Un fonds doté de 300 millions devrait permettre d'offrir une réparation financière aux enfants placés de force dans des foyers ou des familles et aux personnes incarcérées abusivement. Le Conseil fédéral a mis mercredi sa proposition en consultation.
Le projet de loi mis en consultation jusqu'à fin septembre, annoncé déjà au début de l'année, fait office de contre-projet indirect à l'initiative populaire dite de réparation. Ce texte demande la création d'un fonds de 500 millions de francs pour les victimes encore en vie des mesures de coercition prises avant 1981. Il est l'oeuvre d'un comité interpartis réuni autour de l'entrepreneur Guido Fluri.
Le gouvernement reconnaît la nécessité d'offrir une 'contribution de solidarité en signe de reconnaissance de l'injustice subie'. Il a néanmoins revu l'enveloppe à la baisse. Sans fixer de chiffres, le projet de loi précise que toutes les victimes obtiendront le même montant.
Quelque 20'000 francs
Les moyens ne devraient être attribués que sur demande. Ainsi, tout dépendra du nombre de personnes qui déposeront une requête, a expliqué à l'ats le délégué aux victimes Luzius Mader.
La Confédération estime néanmoins que les bénéficiaires devraient toucher en moyenne de 20 à 25'000 francs. Les moyens devraient être largement financés par les caisses fédérales, avec le soutien volontaire des cantons et de tiers. Ils devraient être exemptés de taxe et ne pas entraîner une réduction du droit à l'aide sociale.
A titre de comparaison, l'Allemagne a versé entre 5500 et 10'000 euros à des victimes de placements dans des foyers, tandis qu'en Irlande, des montants allant jusqu'à 300'000 euros ont été versés dans certains cas exceptionnels.
Avant de décider d'un éventuel retrait de son initiative populaire, le comité veut attendre de connaître le sort qui lui sera réservé aux Chambres fédérales.
Etude en cours
Outre les prestations financières, le contre-projet en consultation vise à conférer une reconnaissance légale à l'injustice faite aux victimes et garantir la conservation de leurs dossiers. La Suisse s'emploie actuellement à faire toute la lumière sur un chapitre sombre de son histoire sociale, rappelle le gouvernement.
Des enfants ont été placés d'office chez des particuliers, en foyer ou donnés à l'adoption de force, des personnes ont été internées par simple décision administrative ou ont été stérilisées contre leur gré. Beaucoup ont été exposés à des violences physiques et psychologiques pendant des années. En raison de leurs traumatismes, certains d'entre eux vivent encore aujourd'hui dans des conditions précaires.

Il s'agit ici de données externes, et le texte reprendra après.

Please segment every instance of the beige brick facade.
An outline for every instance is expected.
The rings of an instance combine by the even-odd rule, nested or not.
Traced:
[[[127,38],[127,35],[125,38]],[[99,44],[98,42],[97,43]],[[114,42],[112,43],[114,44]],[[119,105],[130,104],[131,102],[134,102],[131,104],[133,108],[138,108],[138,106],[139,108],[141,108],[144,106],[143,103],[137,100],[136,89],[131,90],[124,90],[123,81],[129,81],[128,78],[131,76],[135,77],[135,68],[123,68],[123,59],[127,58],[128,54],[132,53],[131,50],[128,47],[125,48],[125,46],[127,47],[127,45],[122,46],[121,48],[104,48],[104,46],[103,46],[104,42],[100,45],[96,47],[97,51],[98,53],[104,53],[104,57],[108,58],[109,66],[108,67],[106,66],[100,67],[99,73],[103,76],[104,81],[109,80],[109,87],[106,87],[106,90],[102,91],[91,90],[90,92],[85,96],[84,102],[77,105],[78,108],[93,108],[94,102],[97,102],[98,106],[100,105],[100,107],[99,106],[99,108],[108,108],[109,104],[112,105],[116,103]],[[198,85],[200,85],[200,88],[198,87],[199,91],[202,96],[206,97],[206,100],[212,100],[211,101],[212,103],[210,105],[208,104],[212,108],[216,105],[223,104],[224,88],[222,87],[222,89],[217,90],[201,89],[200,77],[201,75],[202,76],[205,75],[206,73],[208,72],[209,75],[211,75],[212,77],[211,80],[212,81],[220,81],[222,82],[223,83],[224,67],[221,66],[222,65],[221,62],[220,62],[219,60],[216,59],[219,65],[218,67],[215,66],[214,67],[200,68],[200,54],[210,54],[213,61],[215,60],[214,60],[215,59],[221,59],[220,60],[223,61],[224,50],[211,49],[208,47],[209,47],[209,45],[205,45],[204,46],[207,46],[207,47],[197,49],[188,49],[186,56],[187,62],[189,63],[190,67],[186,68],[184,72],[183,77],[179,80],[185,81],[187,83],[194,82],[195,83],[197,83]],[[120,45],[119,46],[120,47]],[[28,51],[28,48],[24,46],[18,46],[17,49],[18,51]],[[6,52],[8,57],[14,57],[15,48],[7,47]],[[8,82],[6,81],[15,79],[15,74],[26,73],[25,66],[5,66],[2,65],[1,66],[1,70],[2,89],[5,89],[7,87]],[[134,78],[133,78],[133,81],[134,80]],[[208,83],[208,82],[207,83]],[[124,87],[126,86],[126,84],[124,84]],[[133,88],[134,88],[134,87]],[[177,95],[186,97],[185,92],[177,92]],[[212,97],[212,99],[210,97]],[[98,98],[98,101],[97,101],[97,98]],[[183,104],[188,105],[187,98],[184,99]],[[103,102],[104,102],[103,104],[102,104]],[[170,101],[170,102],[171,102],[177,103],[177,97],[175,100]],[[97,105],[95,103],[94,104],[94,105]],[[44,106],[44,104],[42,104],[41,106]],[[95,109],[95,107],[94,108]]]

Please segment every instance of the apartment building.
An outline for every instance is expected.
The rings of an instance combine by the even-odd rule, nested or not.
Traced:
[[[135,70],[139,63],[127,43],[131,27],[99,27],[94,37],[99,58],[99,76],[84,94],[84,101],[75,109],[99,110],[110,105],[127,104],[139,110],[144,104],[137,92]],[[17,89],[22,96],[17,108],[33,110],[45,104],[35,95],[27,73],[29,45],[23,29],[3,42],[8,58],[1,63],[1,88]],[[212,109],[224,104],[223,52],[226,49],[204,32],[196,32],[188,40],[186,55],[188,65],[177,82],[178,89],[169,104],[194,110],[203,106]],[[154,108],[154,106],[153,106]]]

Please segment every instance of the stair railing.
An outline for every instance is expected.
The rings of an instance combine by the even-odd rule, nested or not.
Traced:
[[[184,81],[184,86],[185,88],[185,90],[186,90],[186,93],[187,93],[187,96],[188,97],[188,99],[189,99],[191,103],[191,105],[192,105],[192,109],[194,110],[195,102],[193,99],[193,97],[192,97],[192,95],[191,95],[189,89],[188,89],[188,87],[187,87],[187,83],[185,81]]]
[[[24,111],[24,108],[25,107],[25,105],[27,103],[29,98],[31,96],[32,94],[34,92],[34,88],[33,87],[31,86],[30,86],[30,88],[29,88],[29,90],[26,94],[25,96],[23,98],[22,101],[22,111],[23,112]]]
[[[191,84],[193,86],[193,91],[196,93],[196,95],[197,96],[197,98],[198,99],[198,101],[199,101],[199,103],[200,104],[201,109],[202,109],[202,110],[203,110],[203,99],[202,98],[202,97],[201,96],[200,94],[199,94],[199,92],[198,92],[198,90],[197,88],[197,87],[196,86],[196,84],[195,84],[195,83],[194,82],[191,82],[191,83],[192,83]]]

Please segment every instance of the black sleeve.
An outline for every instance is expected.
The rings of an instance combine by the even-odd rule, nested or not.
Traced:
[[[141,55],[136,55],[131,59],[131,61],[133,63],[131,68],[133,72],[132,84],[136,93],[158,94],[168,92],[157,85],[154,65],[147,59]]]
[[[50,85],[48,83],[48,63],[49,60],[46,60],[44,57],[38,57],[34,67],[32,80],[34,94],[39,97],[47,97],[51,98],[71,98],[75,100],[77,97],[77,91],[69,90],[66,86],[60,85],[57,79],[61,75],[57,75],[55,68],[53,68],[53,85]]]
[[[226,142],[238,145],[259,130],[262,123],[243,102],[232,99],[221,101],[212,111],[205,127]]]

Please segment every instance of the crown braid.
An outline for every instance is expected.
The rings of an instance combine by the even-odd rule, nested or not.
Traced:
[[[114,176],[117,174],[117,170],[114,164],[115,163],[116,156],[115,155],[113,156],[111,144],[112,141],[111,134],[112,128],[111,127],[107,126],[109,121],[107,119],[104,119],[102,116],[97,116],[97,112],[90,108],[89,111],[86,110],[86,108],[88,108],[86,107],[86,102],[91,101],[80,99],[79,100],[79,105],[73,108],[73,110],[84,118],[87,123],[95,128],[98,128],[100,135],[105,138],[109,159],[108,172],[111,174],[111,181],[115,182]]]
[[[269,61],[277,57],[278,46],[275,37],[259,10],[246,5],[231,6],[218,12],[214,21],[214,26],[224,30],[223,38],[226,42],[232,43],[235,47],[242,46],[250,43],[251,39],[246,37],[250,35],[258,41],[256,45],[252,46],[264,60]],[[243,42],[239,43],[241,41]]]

Une étude scientifique actuellement en cours sous la houlette du Zurichois Markus Notter apportera notamment des précisions sur le nombre de personnes concernées. Si les milieux intéressés parlent de 20'000 victimes, le Conseil fédéral cite une estimation entre 12'000 et 15'000.
Fonds d'urgence
Jusqu'ici, quelque 570 personnes en situation précaire ont touché des sommes de 8000 francs en moyenne. Ces versements ont été effectués par le Fonds d'aide immédiate, alimenté par les cantons, les communes et d'autres organisations à hauteur de 4,56 millions de francs. Initialement, il était prévu d'attribuer 7 à 8 millions par ce biais. Mais diverses entités, dont l'Union suisse des paysans, ont refusé de mettre la main au porte-monnaie.

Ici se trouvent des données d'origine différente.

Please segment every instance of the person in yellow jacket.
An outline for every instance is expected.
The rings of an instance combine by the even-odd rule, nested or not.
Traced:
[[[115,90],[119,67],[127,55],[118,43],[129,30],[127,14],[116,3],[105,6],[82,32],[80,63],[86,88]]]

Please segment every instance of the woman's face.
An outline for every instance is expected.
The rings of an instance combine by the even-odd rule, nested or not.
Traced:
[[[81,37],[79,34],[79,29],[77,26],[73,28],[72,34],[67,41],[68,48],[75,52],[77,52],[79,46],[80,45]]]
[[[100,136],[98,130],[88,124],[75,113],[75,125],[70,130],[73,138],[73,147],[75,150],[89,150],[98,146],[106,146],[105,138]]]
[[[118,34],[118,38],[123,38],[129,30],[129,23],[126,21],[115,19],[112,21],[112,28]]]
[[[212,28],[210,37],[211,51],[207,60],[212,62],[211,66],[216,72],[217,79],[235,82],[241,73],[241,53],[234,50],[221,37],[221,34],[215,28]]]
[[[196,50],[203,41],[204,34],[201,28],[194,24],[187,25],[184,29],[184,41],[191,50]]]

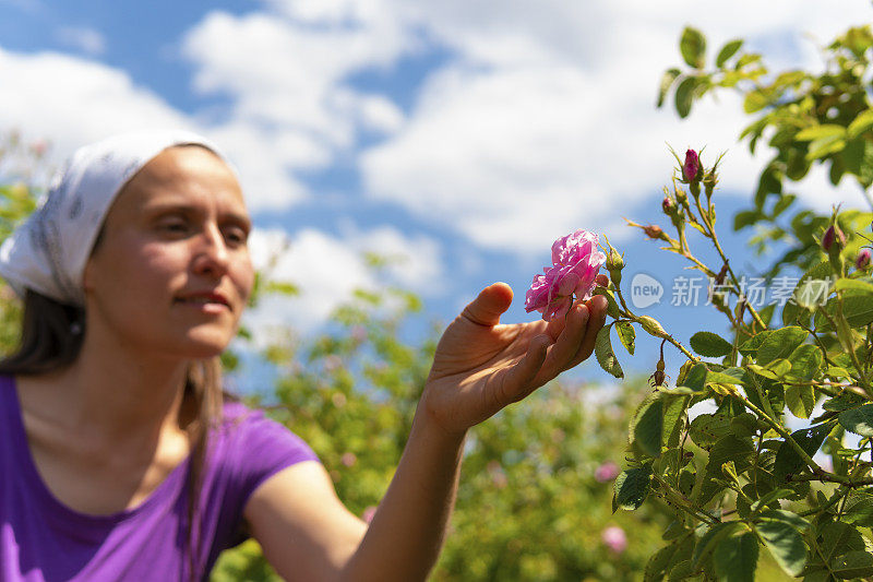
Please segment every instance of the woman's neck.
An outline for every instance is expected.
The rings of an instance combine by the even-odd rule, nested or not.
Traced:
[[[34,379],[40,415],[113,450],[178,431],[188,363],[104,349],[87,340],[68,368]]]

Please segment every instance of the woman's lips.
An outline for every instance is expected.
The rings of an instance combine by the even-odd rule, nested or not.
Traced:
[[[230,310],[230,302],[218,293],[194,293],[177,297],[176,302],[208,312]]]

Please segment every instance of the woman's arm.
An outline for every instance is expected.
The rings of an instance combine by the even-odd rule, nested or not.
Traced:
[[[254,537],[288,580],[423,580],[455,501],[467,429],[587,358],[606,301],[562,321],[499,325],[512,300],[492,285],[440,341],[397,472],[369,528],[336,498],[318,463],[262,485],[246,508]]]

Même si l'argent ne peut pas effacer les torts infligés, il est important d'octroyer des prestations financières aux personnes concernées. Il ne s'agit pas d'une faveur, mais d'un moyen de reconnaître les injustices commises et de témoigner de la solidarité, avait estimé la table ronde des milieux intéressés, créée sous la houlette de la ministre de la justice Simonetta Sommaruga.
En plus des violences physiques et psychiques, nombre de personnes placées de force chez les paysans, dans des homes ou dans des prisons n'ont pas pu apprendre un métier ou entreprendre des études. Elles ont travaillé sans rémunération et ont été privées de cotisations AVS.
Initiants satisfaits
Le Parlement a élaboré une loi reconnaissant l'injustice faite aux milliers de personnes incarcérées alors qu'elles n'avaient commis aucune infraction jusqu'en 1981. Ce texte exclut cependant un droit à des dommages-intérêts.

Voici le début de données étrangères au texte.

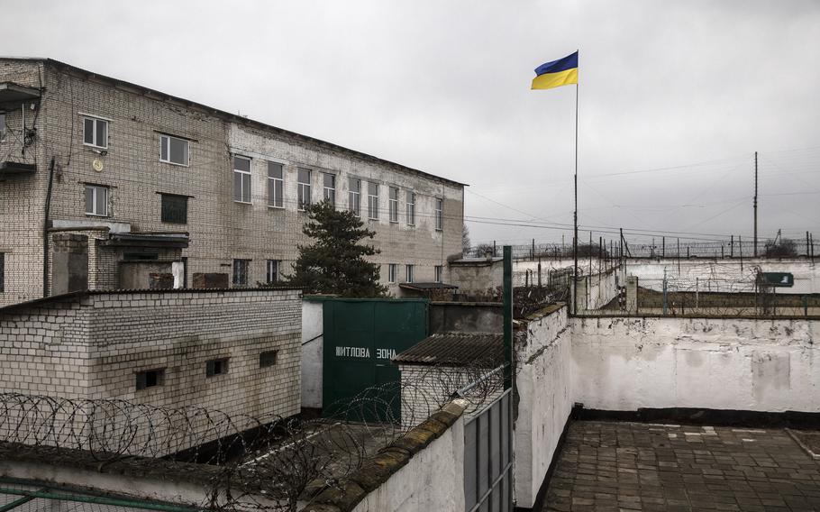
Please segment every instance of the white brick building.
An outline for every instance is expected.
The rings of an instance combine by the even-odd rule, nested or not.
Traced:
[[[394,294],[460,255],[460,183],[52,59],[0,58],[0,306],[276,280],[324,197]]]
[[[296,289],[87,291],[0,308],[0,393],[300,410]]]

Les initiants regroupés autour de Guido Fluri se disent satisfaits du contre-projet indirect du Conseil fédéral présenté mercredi. Le gouvernement tient parole et fait avancer les choses, constatent-ils dans un communiqué. Le fonds de solidarité est une exigence centrale de l'initiative, rappellent-ils. De plus, le nombre de bénéficiaires est plus grand avec le projet du Conseil fédéral.
Les initiants n'entendent toutefois pas retirer leur texte pour l'heure, préférant attendre le résultat de la consultation et les débats au Parlement.